Ruang lingkup budbahasa Islami yaitu sama dengan ruang lingkup ajaran Islam itu sendiri, khususnya yang berhubungan dengan teladan relasi. Akhlak diniah (agama/Islam) mencakup aneka macam faktor, dimulai dari etika kepada Allah, sampai kepada sesame makhluk (insan, hewan, tumbuh-flora, dan benda-benda yang tak bernyawa).

Penutup

Akhirnya dilihat dari fungsi dan peranannya, dapat dikatakan bahwa adab, moral, akhlak dan akhlak sama, yakni menentukan hokum atau nilai dari sebuah tindakan yang dijalankan insan untuk ditentukan baik-buruknya. Kesemua istilah tersebut sama-sama mengharapkan terciptanya keadaan penduduk yang baik, terorganisir, kondusif, hening, dan tentram sehingga makmur batiniah dan lahiriyah.

Perbedaaan antara budbahasa, tabiat, dan akhlak dengan budbahasa ialah terletak pada sumber yang dijadikan standar untuk memilih baik dan jelek. Jika dalam budpekerti evaluasi baik jelek berdasarkan usulan akal pikiran, dan pada watak dan sopan santun berdasarkan kebiasaan yang berlaku biasa di penduduk , maka pada akhlak ukuran yang digunakan untuk memilih baik jelek itu ialah al-qur'an dan al-hadis.

Perbedaan lain antara budpekerti, moral dan tabiat terlihat pula pada sifat dan daerah pembahasannya. Jika budpekerti lebih banyak bersifat teoritis, maka pada tabiat dan adab lebih banyak bersifat simpel. Etika menatap tingkah laris insan secara lazim, sedangkan tabiat dan etika bersifat local dan individual. Etika menjelaskan ukuran baik-jelek, sedangkan budbahasa dan etika menyatakan ukuran tersebut dalam bentuk perbuatan.
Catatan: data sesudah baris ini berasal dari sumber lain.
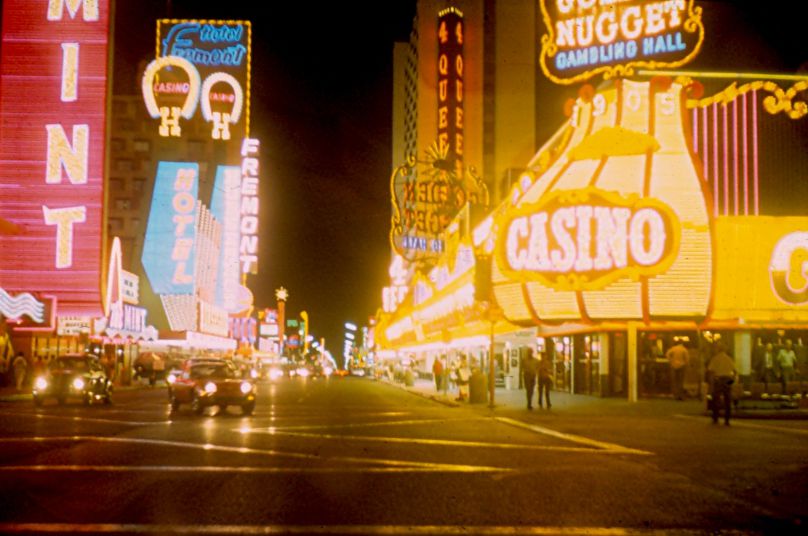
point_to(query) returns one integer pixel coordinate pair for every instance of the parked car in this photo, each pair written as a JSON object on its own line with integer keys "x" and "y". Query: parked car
{"x": 78, "y": 376}
{"x": 210, "y": 383}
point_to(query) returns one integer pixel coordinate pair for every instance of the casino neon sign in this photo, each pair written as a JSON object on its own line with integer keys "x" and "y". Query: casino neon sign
{"x": 788, "y": 269}
{"x": 587, "y": 37}
{"x": 586, "y": 239}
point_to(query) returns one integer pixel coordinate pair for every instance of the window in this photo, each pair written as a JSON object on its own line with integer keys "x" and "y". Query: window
{"x": 124, "y": 164}
{"x": 115, "y": 225}
{"x": 142, "y": 146}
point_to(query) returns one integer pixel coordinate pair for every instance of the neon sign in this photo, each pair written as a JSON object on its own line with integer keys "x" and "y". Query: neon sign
{"x": 169, "y": 248}
{"x": 216, "y": 46}
{"x": 450, "y": 87}
{"x": 226, "y": 208}
{"x": 586, "y": 239}
{"x": 248, "y": 245}
{"x": 220, "y": 53}
{"x": 53, "y": 72}
{"x": 587, "y": 37}
{"x": 788, "y": 269}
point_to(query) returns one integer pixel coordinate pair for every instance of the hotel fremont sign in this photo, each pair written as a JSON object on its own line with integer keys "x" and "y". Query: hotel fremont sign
{"x": 588, "y": 37}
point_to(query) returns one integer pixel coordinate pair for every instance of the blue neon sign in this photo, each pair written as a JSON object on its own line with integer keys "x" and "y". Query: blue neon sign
{"x": 169, "y": 250}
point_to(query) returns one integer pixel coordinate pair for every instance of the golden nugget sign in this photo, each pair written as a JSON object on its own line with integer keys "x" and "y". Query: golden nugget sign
{"x": 588, "y": 37}
{"x": 586, "y": 239}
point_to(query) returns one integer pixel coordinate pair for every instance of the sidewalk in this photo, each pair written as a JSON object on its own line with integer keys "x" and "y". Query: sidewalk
{"x": 514, "y": 399}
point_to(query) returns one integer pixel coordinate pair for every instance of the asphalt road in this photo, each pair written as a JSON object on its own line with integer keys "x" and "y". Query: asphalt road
{"x": 350, "y": 455}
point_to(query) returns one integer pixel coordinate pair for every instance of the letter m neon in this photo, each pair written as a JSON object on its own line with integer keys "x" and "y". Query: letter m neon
{"x": 56, "y": 9}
Namun demikian budbahasa, moral, budpekerti dan budbahasa tetap saling berhubungan dan membutuhkan. Uraian tersebut di atas memberikan dengan jelas bahwa budpekerti, sopan santun dan budpekerti berasala dari produk rasio dan budaya penduduk yang secara selektif diakui selaku yang berfaedah dan baik bagi kelancaran hidup manusia. Sementara adat berasal dari wahyu, yakni ketentuan yang berdasarkan isyarat Al-Qur'an dan Hadis. Dengan kata lain jikalau budbahasa, sopan santun dan budpekerti berasal dari manusia sedangkan budpekerti berasal dari Tuhan.

Daftar Pustaka
  • Achmad, Mudlor. Tt. Etika dalam Islam. Al-Ikhlas. Surabaya.
  • Al-Jazairi, Syekh Abu Bakar. 2003. Mengenal Etika dan Akhlak Islam. Lentera. Jakarta.
  • Bakry, Oemar. 1981. Akhlak Muslim. Aangkasa. Bandung.
  • Halim, Ridwan. 1987. Hukum Adat dalam Tanya Jawab. Ghalia Indonesia. Jakarta.
  • Ilyas, Yunahar. 1999. Kuliah Akhlak. Lembaga Pengkajian dan Pengamalan Islam. Yogyakarta.
  • Kusumamihardja, Supan dkk. 1978. Studia Islamica. Pt Giri Mukti Pasaka. Jakarta.
  • Masyhur, Kahar. 1986. Meninjau berbagai Ajaran; Budipekerti/Etika dengan Ajaran Islam. Kalam Mulia. Jakarta.
  • Mustofa, Ahmad. 1999. Ilmu Budaya Dasar. CV Pustaka Setia. Bandung.
  • Nata, Abuddin. 2003. Akhlak Tasawuf. PT Raja Grafindo Persada. Jakarta
  • Rifa'i, Mohammad. 1987. 300 Hadits Bekal Dakwah dan Pembina Pribadi Muslim. Wicaksana. Semarang.
  • Salam, Zarkasji Abdul. 1994. Pengantar Ilmu Fiqh Ushul Fiqh. Lembaga Studi Filsafat Islam. Yogyakarta.